In recent years and months, composer Emma Ashford (who died today in 1930) has received some additional attention online from others who are interested in her background and career.
This article from the Vanderbilt University magazine, discusses several songs that have been written for the university. The section on Ashford's musical contributions (as well as her association with Vanderbilt) is just a few paragraphs down, beginning with her 1900 composition of the music for a song commemorating the 25th anniversary of the university.
More recently, at the end of August this year, an extensive article on Emma Ashford's life and career was published on a blog devoted to reed organs, from where I obtained today's photograph (taken about 1901). This piece contains the most information I have seen on her in one place. Ashford did write several pieces for reed organ, one of which was featured here in 2012.

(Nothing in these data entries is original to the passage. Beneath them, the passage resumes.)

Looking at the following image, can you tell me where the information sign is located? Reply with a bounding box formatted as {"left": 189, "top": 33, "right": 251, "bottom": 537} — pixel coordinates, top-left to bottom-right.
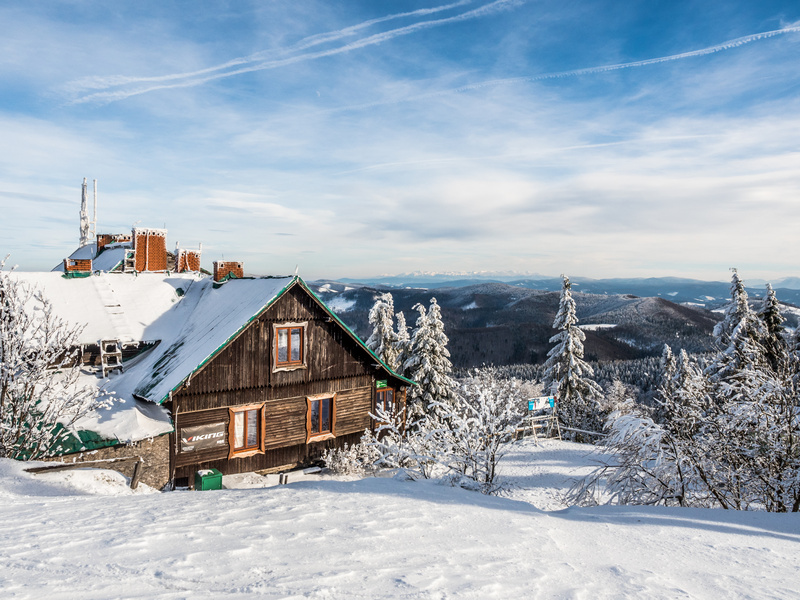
{"left": 528, "top": 396, "right": 555, "bottom": 411}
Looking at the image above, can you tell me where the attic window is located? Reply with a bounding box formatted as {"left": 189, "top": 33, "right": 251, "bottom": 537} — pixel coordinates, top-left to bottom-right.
{"left": 273, "top": 322, "right": 307, "bottom": 371}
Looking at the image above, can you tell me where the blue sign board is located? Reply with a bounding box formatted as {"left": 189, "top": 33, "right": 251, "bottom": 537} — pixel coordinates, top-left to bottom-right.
{"left": 528, "top": 396, "right": 555, "bottom": 411}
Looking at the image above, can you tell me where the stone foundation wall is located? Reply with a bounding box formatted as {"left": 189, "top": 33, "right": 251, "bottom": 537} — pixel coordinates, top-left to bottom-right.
{"left": 44, "top": 435, "right": 171, "bottom": 490}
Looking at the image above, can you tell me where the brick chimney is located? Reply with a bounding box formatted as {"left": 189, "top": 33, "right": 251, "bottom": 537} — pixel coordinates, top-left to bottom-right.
{"left": 132, "top": 228, "right": 168, "bottom": 272}
{"left": 175, "top": 248, "right": 202, "bottom": 273}
{"left": 97, "top": 233, "right": 133, "bottom": 254}
{"left": 213, "top": 261, "right": 243, "bottom": 282}
{"left": 63, "top": 258, "right": 92, "bottom": 273}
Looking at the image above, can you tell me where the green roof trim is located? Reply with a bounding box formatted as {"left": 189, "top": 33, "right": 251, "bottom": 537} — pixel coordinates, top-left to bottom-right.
{"left": 299, "top": 279, "right": 417, "bottom": 387}
{"left": 157, "top": 276, "right": 297, "bottom": 404}
{"left": 156, "top": 276, "right": 414, "bottom": 404}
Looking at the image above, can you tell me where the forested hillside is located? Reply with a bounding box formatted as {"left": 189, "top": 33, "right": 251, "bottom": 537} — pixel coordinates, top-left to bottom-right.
{"left": 312, "top": 281, "right": 722, "bottom": 368}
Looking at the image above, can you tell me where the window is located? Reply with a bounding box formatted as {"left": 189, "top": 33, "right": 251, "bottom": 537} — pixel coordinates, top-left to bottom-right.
{"left": 376, "top": 388, "right": 395, "bottom": 415}
{"left": 306, "top": 393, "right": 336, "bottom": 442}
{"left": 273, "top": 322, "right": 307, "bottom": 370}
{"left": 228, "top": 404, "right": 265, "bottom": 458}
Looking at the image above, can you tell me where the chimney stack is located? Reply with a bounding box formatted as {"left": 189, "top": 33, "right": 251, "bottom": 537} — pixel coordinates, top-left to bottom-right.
{"left": 132, "top": 227, "right": 168, "bottom": 272}
{"left": 213, "top": 261, "right": 243, "bottom": 282}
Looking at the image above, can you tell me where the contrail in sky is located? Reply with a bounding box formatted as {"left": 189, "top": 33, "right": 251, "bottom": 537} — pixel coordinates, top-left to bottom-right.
{"left": 66, "top": 8, "right": 798, "bottom": 106}
{"left": 451, "top": 25, "right": 800, "bottom": 92}
{"left": 66, "top": 0, "right": 522, "bottom": 104}
{"left": 331, "top": 25, "right": 800, "bottom": 113}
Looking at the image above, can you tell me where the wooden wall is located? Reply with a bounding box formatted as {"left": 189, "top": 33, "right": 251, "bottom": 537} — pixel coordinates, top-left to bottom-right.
{"left": 170, "top": 283, "right": 386, "bottom": 482}
{"left": 176, "top": 285, "right": 375, "bottom": 406}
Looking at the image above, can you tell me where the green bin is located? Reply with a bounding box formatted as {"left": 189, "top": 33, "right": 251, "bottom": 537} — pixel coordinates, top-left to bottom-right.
{"left": 194, "top": 468, "right": 223, "bottom": 491}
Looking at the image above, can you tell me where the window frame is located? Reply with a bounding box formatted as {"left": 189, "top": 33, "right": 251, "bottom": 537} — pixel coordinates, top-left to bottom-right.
{"left": 306, "top": 393, "right": 337, "bottom": 443}
{"left": 273, "top": 322, "right": 308, "bottom": 372}
{"left": 227, "top": 403, "right": 266, "bottom": 459}
{"left": 376, "top": 387, "right": 396, "bottom": 416}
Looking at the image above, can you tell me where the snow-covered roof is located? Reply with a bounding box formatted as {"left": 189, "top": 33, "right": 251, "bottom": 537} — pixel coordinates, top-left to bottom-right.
{"left": 12, "top": 272, "right": 203, "bottom": 344}
{"left": 10, "top": 271, "right": 295, "bottom": 446}
{"left": 10, "top": 269, "right": 412, "bottom": 450}
{"left": 52, "top": 242, "right": 130, "bottom": 273}
{"left": 122, "top": 276, "right": 294, "bottom": 403}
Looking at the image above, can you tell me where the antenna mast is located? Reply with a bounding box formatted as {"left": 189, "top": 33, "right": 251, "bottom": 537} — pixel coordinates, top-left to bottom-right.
{"left": 79, "top": 177, "right": 90, "bottom": 247}
{"left": 92, "top": 179, "right": 98, "bottom": 241}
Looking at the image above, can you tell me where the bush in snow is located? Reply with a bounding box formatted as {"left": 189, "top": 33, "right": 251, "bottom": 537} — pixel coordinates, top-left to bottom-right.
{"left": 0, "top": 260, "right": 113, "bottom": 460}
{"left": 442, "top": 367, "right": 525, "bottom": 494}
{"left": 364, "top": 367, "right": 524, "bottom": 494}
{"left": 322, "top": 433, "right": 381, "bottom": 476}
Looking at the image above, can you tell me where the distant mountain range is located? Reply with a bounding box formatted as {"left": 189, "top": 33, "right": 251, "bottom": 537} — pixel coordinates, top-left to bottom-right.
{"left": 310, "top": 276, "right": 800, "bottom": 370}
{"left": 337, "top": 273, "right": 800, "bottom": 307}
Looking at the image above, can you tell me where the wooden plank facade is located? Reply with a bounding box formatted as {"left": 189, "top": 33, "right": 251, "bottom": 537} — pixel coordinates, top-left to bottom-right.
{"left": 166, "top": 282, "right": 408, "bottom": 486}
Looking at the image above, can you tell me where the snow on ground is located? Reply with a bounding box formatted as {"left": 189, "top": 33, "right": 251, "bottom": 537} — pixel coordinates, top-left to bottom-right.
{"left": 2, "top": 440, "right": 799, "bottom": 599}
{"left": 578, "top": 323, "right": 616, "bottom": 331}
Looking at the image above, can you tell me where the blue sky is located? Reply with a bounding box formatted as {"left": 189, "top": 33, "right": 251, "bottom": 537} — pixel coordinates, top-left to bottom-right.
{"left": 1, "top": 1, "right": 798, "bottom": 281}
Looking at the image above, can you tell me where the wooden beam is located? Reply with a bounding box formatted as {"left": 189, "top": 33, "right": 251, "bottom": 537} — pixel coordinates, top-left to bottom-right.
{"left": 24, "top": 456, "right": 141, "bottom": 474}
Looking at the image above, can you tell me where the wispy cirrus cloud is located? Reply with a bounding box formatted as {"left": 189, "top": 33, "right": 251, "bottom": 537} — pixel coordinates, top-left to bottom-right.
{"left": 64, "top": 0, "right": 523, "bottom": 105}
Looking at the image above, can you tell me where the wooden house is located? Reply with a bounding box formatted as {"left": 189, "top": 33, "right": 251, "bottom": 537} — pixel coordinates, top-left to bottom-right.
{"left": 163, "top": 275, "right": 412, "bottom": 487}
{"left": 20, "top": 263, "right": 411, "bottom": 489}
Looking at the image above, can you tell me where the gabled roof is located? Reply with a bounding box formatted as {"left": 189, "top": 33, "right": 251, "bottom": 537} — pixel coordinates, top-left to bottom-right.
{"left": 12, "top": 271, "right": 204, "bottom": 343}
{"left": 12, "top": 271, "right": 413, "bottom": 449}
{"left": 129, "top": 276, "right": 413, "bottom": 404}
{"left": 127, "top": 275, "right": 294, "bottom": 403}
{"left": 297, "top": 279, "right": 416, "bottom": 388}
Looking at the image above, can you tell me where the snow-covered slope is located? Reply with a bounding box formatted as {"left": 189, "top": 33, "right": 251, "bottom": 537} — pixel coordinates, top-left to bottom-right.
{"left": 1, "top": 441, "right": 798, "bottom": 599}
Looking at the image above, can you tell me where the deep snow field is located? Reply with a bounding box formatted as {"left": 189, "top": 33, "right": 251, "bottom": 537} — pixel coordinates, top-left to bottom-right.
{"left": 2, "top": 440, "right": 799, "bottom": 599}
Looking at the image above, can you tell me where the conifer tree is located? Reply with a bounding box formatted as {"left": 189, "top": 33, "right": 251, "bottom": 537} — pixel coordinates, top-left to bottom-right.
{"left": 366, "top": 293, "right": 400, "bottom": 372}
{"left": 758, "top": 283, "right": 789, "bottom": 375}
{"left": 404, "top": 299, "right": 456, "bottom": 420}
{"left": 706, "top": 269, "right": 770, "bottom": 398}
{"left": 542, "top": 275, "right": 602, "bottom": 436}
{"left": 394, "top": 311, "right": 411, "bottom": 377}
{"left": 653, "top": 344, "right": 677, "bottom": 424}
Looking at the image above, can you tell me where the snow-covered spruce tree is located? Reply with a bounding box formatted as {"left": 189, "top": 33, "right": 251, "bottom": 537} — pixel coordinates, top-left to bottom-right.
{"left": 699, "top": 270, "right": 776, "bottom": 509}
{"left": 542, "top": 275, "right": 603, "bottom": 438}
{"left": 598, "top": 379, "right": 642, "bottom": 420}
{"left": 652, "top": 344, "right": 677, "bottom": 424}
{"left": 692, "top": 272, "right": 799, "bottom": 511}
{"left": 366, "top": 293, "right": 400, "bottom": 372}
{"left": 706, "top": 269, "right": 771, "bottom": 390}
{"left": 577, "top": 273, "right": 800, "bottom": 511}
{"left": 0, "top": 263, "right": 110, "bottom": 459}
{"left": 403, "top": 299, "right": 457, "bottom": 422}
{"left": 659, "top": 344, "right": 677, "bottom": 398}
{"left": 745, "top": 286, "right": 800, "bottom": 512}
{"left": 758, "top": 283, "right": 790, "bottom": 375}
{"left": 393, "top": 311, "right": 411, "bottom": 377}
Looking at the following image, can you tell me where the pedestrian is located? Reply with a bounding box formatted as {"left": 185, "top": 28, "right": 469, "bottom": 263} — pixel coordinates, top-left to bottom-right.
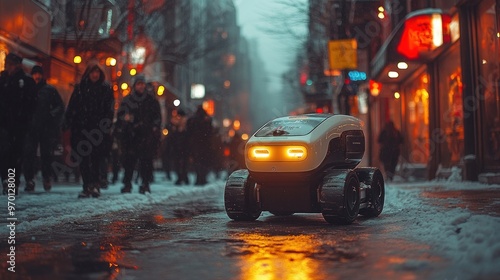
{"left": 209, "top": 127, "right": 225, "bottom": 179}
{"left": 0, "top": 53, "right": 37, "bottom": 195}
{"left": 23, "top": 65, "right": 65, "bottom": 192}
{"left": 61, "top": 129, "right": 81, "bottom": 183}
{"left": 114, "top": 75, "right": 161, "bottom": 194}
{"left": 62, "top": 62, "right": 114, "bottom": 198}
{"left": 228, "top": 132, "right": 246, "bottom": 173}
{"left": 161, "top": 122, "right": 174, "bottom": 181}
{"left": 187, "top": 106, "right": 213, "bottom": 185}
{"left": 109, "top": 134, "right": 122, "bottom": 184}
{"left": 170, "top": 110, "right": 190, "bottom": 185}
{"left": 378, "top": 120, "right": 404, "bottom": 181}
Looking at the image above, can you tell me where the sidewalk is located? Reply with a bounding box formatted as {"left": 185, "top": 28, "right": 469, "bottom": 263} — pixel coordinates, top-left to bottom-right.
{"left": 422, "top": 187, "right": 500, "bottom": 217}
{"left": 0, "top": 172, "right": 226, "bottom": 234}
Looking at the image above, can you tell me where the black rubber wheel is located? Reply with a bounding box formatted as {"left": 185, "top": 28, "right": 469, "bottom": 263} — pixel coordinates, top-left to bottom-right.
{"left": 224, "top": 169, "right": 262, "bottom": 221}
{"left": 320, "top": 169, "right": 360, "bottom": 225}
{"left": 355, "top": 168, "right": 385, "bottom": 217}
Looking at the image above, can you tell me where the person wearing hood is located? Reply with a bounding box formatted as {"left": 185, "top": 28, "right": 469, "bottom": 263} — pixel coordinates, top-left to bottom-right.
{"left": 63, "top": 63, "right": 114, "bottom": 198}
{"left": 23, "top": 65, "right": 65, "bottom": 192}
{"left": 114, "top": 75, "right": 161, "bottom": 194}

The video below is a performance of Ashford's anthem Lift up your heads, O ye gates, perhaps her most popular piece which is still sung today. You can find several versions on YouTube but I chose this one by the Washington Performing Arts Society's Children of the Gospel Choir from 2009. Some of the tempos might be peppier than those that Ashford heard in her day but performance practice does change over time and this rendition certainly makes a good case for Ashford's anthem.
As you can hear, the anthem ends with the hymn All hail the power of Jesus' name, to the tune CORONATION (1793), composed by Oliver Holden (whose birthday was just this past Sunday), incorporating the oldest American hymn tune in popular use today.
P.S. - I was pleased to include Ashford's tune EVELYN in the hymn festival I wrote and led last year, matched with a text by Phebe Hanaford on Miriam from the book of Exodus. EVELYN first appeared in the Methodist Hymnal of 1905, but not in any subsequent editions, so who knows when it was sung last?